For v[1,2]=(2.89*0.02514**2(1-0.1638))/((0.1638+exp(1.7*0.02514*600-667.53437)))*((1+exp(-1.7*0.02514*(600-667.5347)))**2)).
v[1,3]]=(2.89*0.2766**2(1-0.30162))/((0.30162+exp(1.7*0.2766*600-724.60233)))*((1+exp(-1.7*0.2766*(600-724.60233)))**2)).
v[1,4] will be using the next line values of a b c but the t will be same as the t[1]. and do this until the last row. And that will be v1. And then I need to sum all the elements of v1 like v1{1,1] +v1[1,2]+ v1{1,3] ....v1[1,6] to make cs[1,1].
The SAS language isn't that good at doing these kinds of things, which are essentially matrix calculations. The DATA step normally processes one observation at a time, though you can carry calculations over using the RETAIN statement. It is possible that you could get a cleaner result than this if you had access to PROC IML (which does matrix calculations natively), but assuming that you don't have access to IML, you need to do something like the following.

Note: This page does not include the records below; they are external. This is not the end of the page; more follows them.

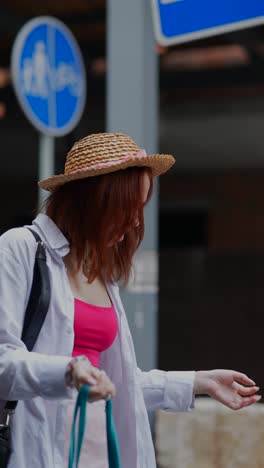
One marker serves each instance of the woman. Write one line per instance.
(92, 227)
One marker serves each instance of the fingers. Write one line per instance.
(243, 379)
(104, 389)
(245, 391)
(238, 402)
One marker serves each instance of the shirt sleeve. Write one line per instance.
(167, 391)
(23, 374)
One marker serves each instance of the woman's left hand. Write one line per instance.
(231, 388)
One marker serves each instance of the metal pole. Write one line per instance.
(46, 163)
(132, 107)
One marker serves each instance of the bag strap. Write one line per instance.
(112, 442)
(38, 303)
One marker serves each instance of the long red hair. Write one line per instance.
(95, 212)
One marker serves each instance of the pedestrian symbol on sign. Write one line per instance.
(49, 76)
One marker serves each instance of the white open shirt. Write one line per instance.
(37, 378)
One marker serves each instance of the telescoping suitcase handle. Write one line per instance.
(112, 442)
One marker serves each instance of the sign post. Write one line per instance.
(179, 21)
(49, 80)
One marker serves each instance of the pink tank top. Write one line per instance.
(95, 329)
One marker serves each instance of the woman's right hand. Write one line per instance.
(101, 387)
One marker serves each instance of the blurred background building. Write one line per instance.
(211, 214)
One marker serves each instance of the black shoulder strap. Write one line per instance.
(39, 299)
(38, 302)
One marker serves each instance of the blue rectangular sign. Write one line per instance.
(178, 21)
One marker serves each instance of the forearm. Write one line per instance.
(25, 375)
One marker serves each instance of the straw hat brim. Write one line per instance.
(159, 163)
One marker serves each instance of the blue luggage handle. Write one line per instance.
(112, 442)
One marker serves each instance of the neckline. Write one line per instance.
(93, 305)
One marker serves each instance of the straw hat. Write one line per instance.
(102, 153)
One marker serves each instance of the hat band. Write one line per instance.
(141, 154)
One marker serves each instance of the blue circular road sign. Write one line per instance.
(48, 75)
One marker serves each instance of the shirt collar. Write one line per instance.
(51, 235)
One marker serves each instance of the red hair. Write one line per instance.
(93, 213)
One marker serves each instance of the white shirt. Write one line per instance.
(37, 378)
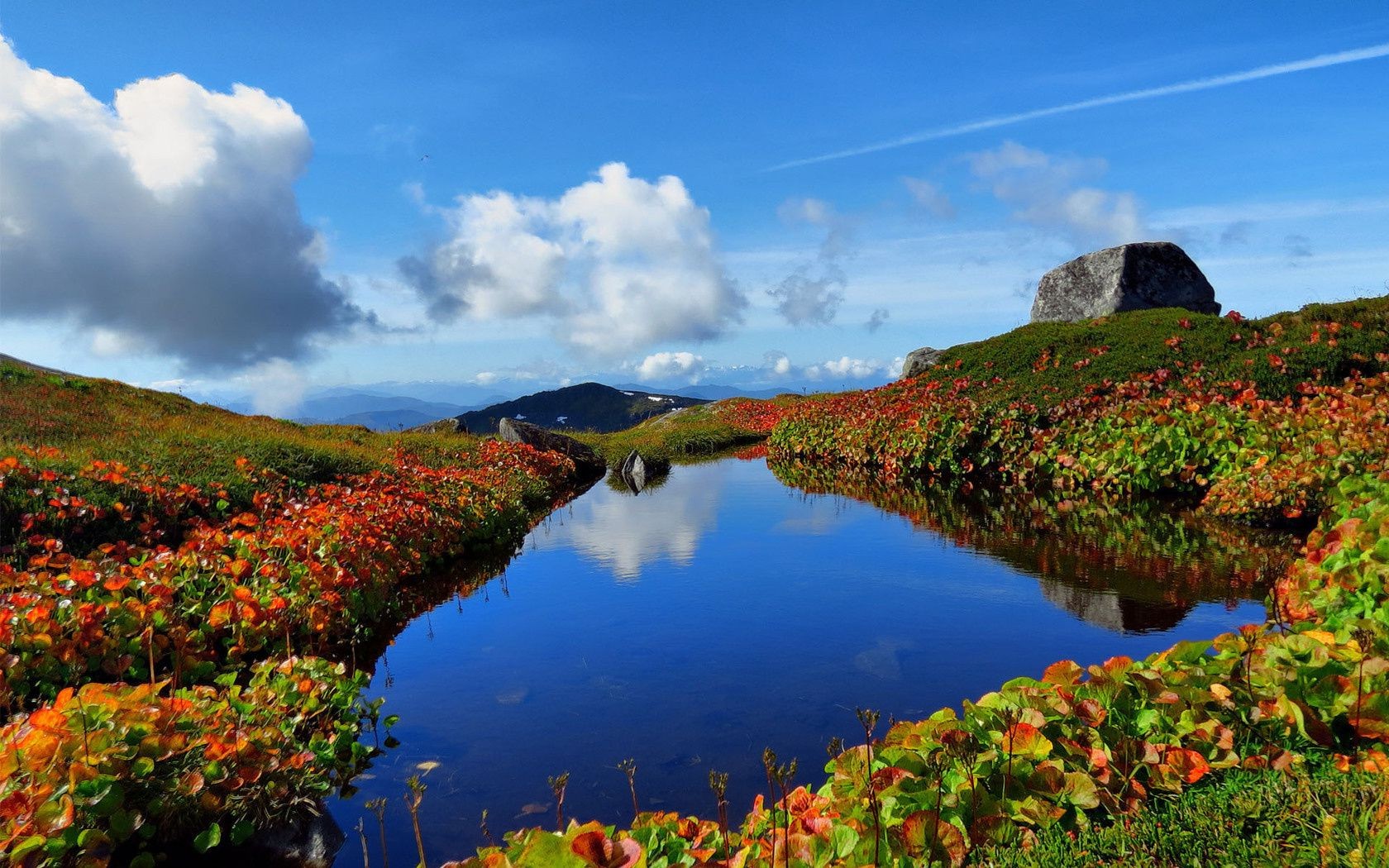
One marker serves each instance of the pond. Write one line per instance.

I'm not 100% sure that it is what you need, but I think it is along the right lines:
data try;
infile cards missover;
input rs t a b c;
datalines;
0 600
1 600 0.02514 667.53437 0.1638
2 600 0.2766 724.60233 0.30162
3 610 0.01592 792.34628 0.21354
4 615.2869 0.03027 718.30377 0.22097
5 636.0273 0.01967 705.45965 0.16847
;
run;
data try4(rename=(aa=a bb=b cc=c css=cs tt=t vv1=v1 vv2=v2 vv3=v3 vv4=v4 vv5=v5 vv6=v6));
* Construct arrays into which we will read all of the records;
array t(6);
array a(6);
array b(6);
array c(6);
array v(6,6);
array cs(6);
* Read all six records;
do i=1 to 6;
set try(rename=(t=tt a=aa b=bb c=cc));
t[i] = tt;
a[i] = aa;
b[i] = bb;
c[i] = cc;
end;
* Now do the calculation, which involves values from each
row at each iteration;
do i=1 to 6;
cs[i]=0;
do j=1 to 6;
v[i,j]=(2.89*(a[j]**2*(1-c[j]))/
((c[j]+exp(1.7*a[j]*(t[i]-b[j])))*
((1+exp(-1.7*a[j]*(t[i]-b[j])))**2)));
cs[i]+v[i,j];
end;
* Then output the values for this iteration;
tt=t[i];
aa=a[i];
bb=b[i];
cc=c[i];
css=cs[i];
vv1=v[i,1];
vv2=v[i,2];
vv3=v[i,3];
vv4=v[i,4];
vv5=v[i,5];
vv6=v[i,6];
keep tt aa bb cc vv1-vv6 css;
output try4;
end;
Note that I have to construct arrays of known size, that is you have to know how many input records there are.
The first half of the DATA step constructs arrays into which the values from the input data set are read. We read all of the records, and then we do all of the calculations, since we have all of the values in memory in the matricies.
There is some fiddling with RENAMES so that you can keep the array names t, a, b, c etc but still have variables named a, b, c etc in the output data set.
So hopefully that might help you along a bit. Either that or confuse you because I've misunderstood what you're trying to do!